Lion Air co-founder and chief executive, Rusdi Kirana, said on Tuesday that Southeast Asia’s double-digit increase in air travel demand, spurred by economic growth and rising incomes, was set to continue.
“We think that in the next decade we will need a lot of aircraft,” he told Reuters in a telephone interview. “The market is growing very fast. We are looking, but it depends on pricing and many other factors. We are talking, but we have not made any decisions.”
U.S. aerospace analyst Scott Hamilton said however, that Lion Air was poised to order up to 100 Airbus jets, breaking Boeing’s (BA.N) dominance at Indonesia’s largest domestic airline.
Orders of 100 aircraft would be worth approximately $9 billion at list prices for 150-seat jets like the Airbus A320 or Boeing 737, but airlines usually negotiate steep discounts.
Officials with Airbus could not immediately be reached for comment.
Lion Air shot to attention in late 2010 when a provisional order for 230 Boeing jets got high billing during a visit to the world’s fourth most-populous nation by U.S. President Barack Obama, eager to play up the importance of U.S. exports.
Confirmed in February this year, the record deal took Lion Air’s order book to more than 400 planes, which it aims to use to fly across the Asia-Pacific region.

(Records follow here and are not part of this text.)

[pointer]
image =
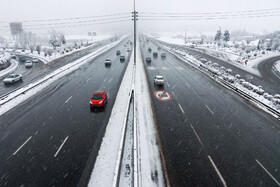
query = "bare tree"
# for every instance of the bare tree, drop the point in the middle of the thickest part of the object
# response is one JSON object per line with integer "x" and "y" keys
{"x": 38, "y": 48}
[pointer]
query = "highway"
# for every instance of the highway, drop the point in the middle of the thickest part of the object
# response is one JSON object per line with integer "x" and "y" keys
{"x": 40, "y": 69}
{"x": 210, "y": 135}
{"x": 53, "y": 138}
{"x": 267, "y": 80}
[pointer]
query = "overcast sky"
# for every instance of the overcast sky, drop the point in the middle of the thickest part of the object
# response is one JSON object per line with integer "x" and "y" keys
{"x": 22, "y": 10}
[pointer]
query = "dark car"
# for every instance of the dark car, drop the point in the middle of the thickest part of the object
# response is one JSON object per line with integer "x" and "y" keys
{"x": 148, "y": 59}
{"x": 99, "y": 99}
{"x": 155, "y": 54}
{"x": 122, "y": 58}
{"x": 22, "y": 59}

Bolstered by export credits from Western producing countries, airlines in emerging markets have been placing significant bets on air travel in a region where passenger growth outpaces that of developed nations despite some spillover from Europe’s debt crisis.
Indonesia’s average annual passenger growth is 21 percent, according to Lion Air.
If confirmed, a deal between Lion Air and Boeing’s arch-rival could be seen as a turning point after a series of orders that lifted the airline to be one of Boeing’s top customers.
Airbus, a subsidiary of EADS EAD.PA, and Boeing, have been locked in a fierce price fight for much of this year, often halving official list prices to take or defend market share, according to multiple industry sources and analysts.
Jakarta-based Lion Air competes with one of Airbus’s largest customers, AirAsia (AIRA.KL) of Malaysia, which has itself confirmed plans to order another 100 Airbus jets in addition to a total of 375 already ordered, of which 100 are now in service.
Lion Air this month also announced plans to challenge AirAsia by setting up a new, low-cost airline based in Malaysia as Southeast Asia’s growing middle class fuels demand for cheap flights.
The new carrier, Malindo Airways, will begin flights between Indonesia and Malaysia next May with a fleet of 12 Boeing 727 aircraft, which it plans to expand to 100 planes within a decade, Kirana said when announcing the launch [ID:nL1E8KB17C].
Lion Air meanwhile, says it is in talks with Boeing to buy 10 787 Dreamliners worth $1.9 billion to tap the long-haul market. The plan would extend an initial deal in June to buy five 787 Dreamliner passenger jets.